Jana channeled her energies not only into academics, but also into her internship experiences. She helped to produce a guidebook called "The New York Times Guide for New Immigrants," co-sponsored by the Lower East Side Tenement Museum. She was a production intern at NBC’s The New Maury Show. "It was a hands-on experience - I learned a lot about real world experience of TV," she says. She has also interned at AOL Music and at Atlas Media Corp, a television production company for Discovery Channel, History Channel, Women’s Entertainment and others.

Among her honors are the Jeannette K. Watson Fellowship, a competitive award for promising undergraduates that provides paid internships, and membership in the national freshmen honor society and in the national honor society for English. She was president of the Progressive Network, a political organization at the Brooklyn Campus committed to increasing various perspectives on current events.

Jana’s short-term goals after graduation are to complete a summer internship at International Planned Parenthood in London. She also plans to visit Slovakia to see her family and to travel to Hawaii, before searching for a full-time job in television production. "I am so hands on, I’m ready to start applying what I’ve learned," she says.
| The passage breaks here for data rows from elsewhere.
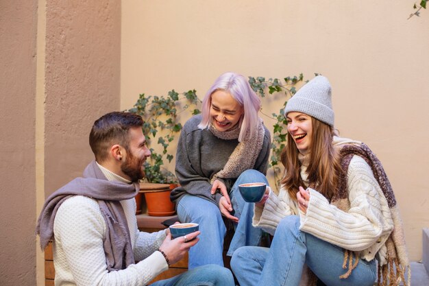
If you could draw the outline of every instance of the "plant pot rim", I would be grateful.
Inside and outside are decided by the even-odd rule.
[[[163,191],[170,189],[169,184],[158,184],[153,182],[140,182],[139,193]]]

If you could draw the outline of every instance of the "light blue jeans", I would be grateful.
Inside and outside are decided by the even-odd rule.
[[[238,249],[231,267],[241,285],[298,286],[304,263],[329,286],[370,286],[376,278],[375,259],[360,259],[345,279],[343,250],[299,229],[299,217],[280,221],[270,248],[245,246]]]
[[[180,275],[151,284],[151,286],[234,286],[230,270],[207,265],[188,270]]]
[[[262,173],[246,170],[237,178],[230,193],[233,215],[238,218],[234,223],[235,233],[227,252],[232,256],[235,250],[244,246],[258,246],[262,230],[252,226],[254,204],[244,201],[238,191],[238,184],[246,182],[264,182],[267,178]],[[223,266],[222,252],[226,227],[219,206],[212,202],[192,195],[185,195],[177,204],[177,215],[181,222],[199,224],[199,241],[189,250],[188,269],[206,264]]]

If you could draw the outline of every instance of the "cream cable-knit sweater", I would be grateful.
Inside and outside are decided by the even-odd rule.
[[[350,139],[334,138],[339,146]],[[305,166],[301,176],[304,180]],[[271,235],[286,215],[299,215],[301,230],[345,249],[360,252],[360,257],[372,260],[378,252],[381,265],[385,262],[384,243],[393,229],[387,201],[369,165],[354,156],[350,164],[347,182],[350,209],[344,212],[330,204],[317,191],[308,188],[310,201],[306,214],[299,210],[288,192],[282,187],[278,196],[270,191],[263,208],[255,206],[253,224]]]
[[[99,167],[108,180],[130,182]],[[165,231],[138,231],[134,199],[121,204],[127,217],[134,259],[140,262],[123,270],[108,272],[103,248],[106,226],[98,204],[90,198],[75,195],[60,206],[53,224],[56,286],[142,286],[168,269],[165,259],[156,251],[165,239]]]

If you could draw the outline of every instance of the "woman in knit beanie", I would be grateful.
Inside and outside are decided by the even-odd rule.
[[[281,189],[278,195],[269,190],[255,204],[253,218],[273,239],[270,248],[246,246],[234,253],[240,284],[297,286],[306,277],[302,283],[409,285],[391,186],[366,145],[336,136],[328,79],[317,76],[301,88],[284,116]]]
[[[252,226],[254,204],[245,202],[238,191],[239,184],[267,182],[271,138],[258,116],[260,108],[247,79],[225,73],[206,94],[201,115],[184,126],[175,165],[180,187],[171,198],[180,222],[199,224],[199,241],[189,251],[190,269],[223,265],[228,226],[235,233],[227,255],[260,241],[262,230]]]

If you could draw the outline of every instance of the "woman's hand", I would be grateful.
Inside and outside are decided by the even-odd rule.
[[[264,193],[264,196],[262,197],[262,200],[258,202],[255,202],[255,206],[260,207],[260,208],[263,208],[264,206],[265,205],[265,202],[267,202],[267,200],[268,200],[269,197],[269,187],[267,187],[265,189],[265,193]]]
[[[228,197],[228,200],[230,198]],[[230,213],[232,211],[232,206],[231,206],[230,202],[228,204],[225,197],[221,198],[221,200],[219,200],[219,210],[221,211],[221,213],[226,218],[236,223],[238,222],[238,218],[231,215]]]
[[[302,187],[299,187],[299,191],[297,193],[297,200],[298,200],[299,209],[304,213],[307,213],[308,201],[310,201],[310,191],[304,189]]]
[[[214,180],[210,193],[213,195],[218,189],[223,195],[219,200],[219,210],[221,211],[221,213],[228,219],[232,219],[235,222],[238,222],[238,219],[232,215],[230,213],[232,211],[232,205],[231,204],[231,200],[230,199],[228,191],[226,189],[226,186],[220,180]]]
[[[180,237],[171,239],[171,235],[169,233],[164,239],[160,249],[165,253],[170,264],[174,264],[183,258],[185,254],[189,251],[189,248],[197,244],[199,239],[197,237],[199,231],[191,233],[185,237]]]

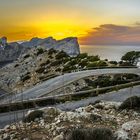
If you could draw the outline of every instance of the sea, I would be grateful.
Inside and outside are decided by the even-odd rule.
[[[114,45],[80,45],[81,53],[99,55],[101,59],[120,61],[121,57],[129,51],[140,51],[140,46],[114,46]]]

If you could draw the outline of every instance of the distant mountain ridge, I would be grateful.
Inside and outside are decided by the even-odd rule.
[[[76,37],[69,37],[62,40],[55,40],[52,37],[48,38],[32,38],[30,41],[23,42],[21,45],[25,47],[43,47],[45,49],[63,50],[70,56],[80,54],[80,48]]]
[[[0,62],[14,61],[20,55],[26,53],[29,49],[41,47],[44,49],[63,50],[70,56],[77,56],[80,53],[78,40],[76,37],[69,37],[62,40],[55,40],[52,37],[48,38],[32,38],[30,41],[22,43],[8,43],[6,37],[0,38]]]

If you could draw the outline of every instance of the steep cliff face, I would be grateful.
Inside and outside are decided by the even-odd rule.
[[[7,43],[6,37],[0,39],[0,62],[14,61],[28,50],[17,42]]]
[[[28,42],[23,42],[21,45],[25,47],[43,47],[45,49],[63,50],[70,56],[77,56],[80,53],[78,40],[75,37],[69,37],[62,40],[55,40],[52,37],[45,39],[33,38]]]
[[[7,38],[0,39],[0,62],[14,61],[20,55],[26,53],[29,49],[34,47],[41,47],[44,49],[55,49],[58,51],[63,50],[70,56],[77,56],[80,53],[80,48],[77,38],[65,38],[63,40],[55,40],[52,37],[45,39],[32,38],[30,41],[21,44],[17,42],[7,43]]]

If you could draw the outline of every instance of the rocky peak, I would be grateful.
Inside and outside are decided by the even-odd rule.
[[[4,48],[6,45],[7,45],[7,38],[6,37],[0,38],[0,47]]]
[[[78,40],[76,37],[68,37],[62,40],[55,40],[52,37],[48,38],[32,38],[30,41],[23,42],[23,46],[26,47],[43,47],[45,49],[55,49],[58,51],[64,51],[70,56],[76,56],[80,53]]]

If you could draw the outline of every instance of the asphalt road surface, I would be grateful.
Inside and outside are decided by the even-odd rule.
[[[35,87],[19,93],[15,96],[6,97],[0,101],[0,104],[16,102],[22,100],[29,100],[39,98],[45,94],[50,93],[51,91],[63,87],[73,81],[76,81],[80,78],[87,76],[101,75],[101,74],[121,74],[121,73],[133,73],[140,75],[139,68],[114,68],[114,69],[96,69],[96,70],[86,70],[64,74],[48,81],[45,81]]]

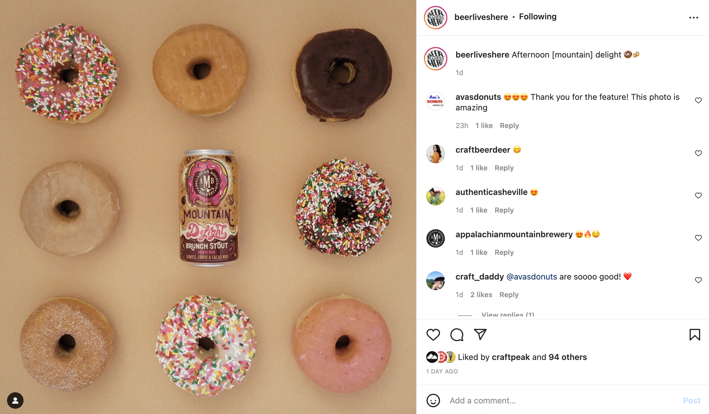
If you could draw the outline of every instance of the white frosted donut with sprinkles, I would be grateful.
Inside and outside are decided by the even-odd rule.
[[[296,200],[301,238],[322,253],[358,256],[379,241],[391,219],[384,180],[369,164],[347,159],[313,171]]]
[[[170,309],[155,345],[172,382],[198,396],[214,396],[240,384],[255,352],[256,333],[243,311],[201,295]]]
[[[20,96],[33,112],[67,123],[89,122],[106,109],[118,69],[99,38],[62,23],[20,49],[16,75]]]

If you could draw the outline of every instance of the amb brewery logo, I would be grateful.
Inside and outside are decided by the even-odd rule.
[[[440,71],[443,69],[446,62],[448,62],[448,55],[446,54],[445,50],[443,50],[440,47],[431,47],[428,50],[426,50],[426,53],[423,57],[423,61],[426,63],[428,69],[433,71]]]
[[[433,6],[426,9],[423,13],[423,21],[432,29],[440,29],[448,21],[448,15],[440,6]]]
[[[431,247],[440,247],[445,242],[445,236],[437,229],[434,229],[426,234],[426,243]]]
[[[211,159],[197,160],[190,166],[185,184],[191,205],[218,205],[228,186],[226,168]]]
[[[445,98],[443,98],[443,94],[440,92],[431,92],[426,96],[426,105],[433,110],[443,108],[445,103]]]

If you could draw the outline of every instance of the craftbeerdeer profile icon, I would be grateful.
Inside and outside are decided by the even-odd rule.
[[[434,71],[439,71],[443,69],[446,62],[448,62],[448,55],[445,50],[440,47],[431,47],[426,50],[423,58],[424,62],[428,69]]]
[[[423,21],[432,29],[440,29],[448,21],[448,15],[440,6],[432,6],[423,13]]]

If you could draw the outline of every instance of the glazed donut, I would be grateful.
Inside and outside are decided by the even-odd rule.
[[[255,352],[256,333],[244,311],[200,295],[167,312],[155,345],[172,382],[198,396],[216,396],[241,384]]]
[[[351,393],[376,382],[391,355],[386,322],[372,306],[345,295],[308,309],[293,328],[293,356],[311,381]]]
[[[113,355],[113,330],[94,306],[55,297],[38,306],[25,321],[20,355],[25,369],[42,385],[79,390],[108,367]]]
[[[308,248],[358,256],[379,241],[391,219],[389,190],[369,164],[333,159],[313,171],[296,200]]]
[[[249,57],[236,35],[208,24],[182,28],[152,59],[157,89],[172,106],[211,116],[228,110],[244,89]]]
[[[118,196],[105,171],[76,161],[35,176],[20,202],[20,218],[40,248],[59,256],[86,253],[108,237],[118,217]]]
[[[20,49],[16,74],[27,108],[73,124],[103,113],[118,74],[113,55],[99,38],[82,26],[60,24]]]
[[[308,113],[321,121],[360,118],[391,84],[384,45],[367,30],[342,29],[313,36],[293,62],[293,86]]]

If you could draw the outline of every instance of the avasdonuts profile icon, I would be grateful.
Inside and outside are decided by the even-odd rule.
[[[440,47],[431,47],[426,50],[423,60],[428,69],[439,71],[443,69],[446,62],[448,62],[448,55],[446,54],[445,50]]]
[[[448,15],[440,6],[432,6],[423,13],[423,21],[432,29],[440,29],[448,21]]]

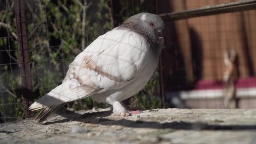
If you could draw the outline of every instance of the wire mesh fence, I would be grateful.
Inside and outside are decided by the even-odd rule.
[[[173,0],[169,6],[159,1],[160,12],[253,1]],[[255,107],[255,13],[246,10],[166,22],[170,42],[163,52],[164,83],[170,106],[223,108],[227,99],[235,103],[233,108]]]

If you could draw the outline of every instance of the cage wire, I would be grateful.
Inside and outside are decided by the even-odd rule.
[[[235,0],[25,1],[33,88],[21,86],[15,1],[1,1],[1,122],[24,118],[22,96],[34,101],[61,84],[74,57],[128,17],[141,12],[179,12]],[[166,48],[160,68],[167,107],[223,108],[225,94],[229,104],[234,104],[235,96],[236,107],[255,107],[256,15],[253,10],[165,22]],[[129,99],[128,107],[161,107],[159,74],[157,70],[145,88]],[[108,106],[85,98],[65,107],[79,110]]]
[[[159,1],[160,13],[246,1],[169,1],[171,8]],[[166,23],[165,40],[171,42],[163,52],[169,107],[255,107],[256,13],[246,10]]]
Long Island University opened its Brooklyn Campus in 1926, welcoming a diverse population at a time when other major universities enforced quota systems against racial and ethnic minorities. Some 31,000 students currently are enrolled at the university’s three residential and three regional campuses, including more than 11,000 at the Brooklyn Campus. Located at the corner of Flatbush Avenue Extension and DeKalb Avenue in Downtown Brooklyn, the Campus is accessible to all major bus and subway routes and the Long Island Rail Road.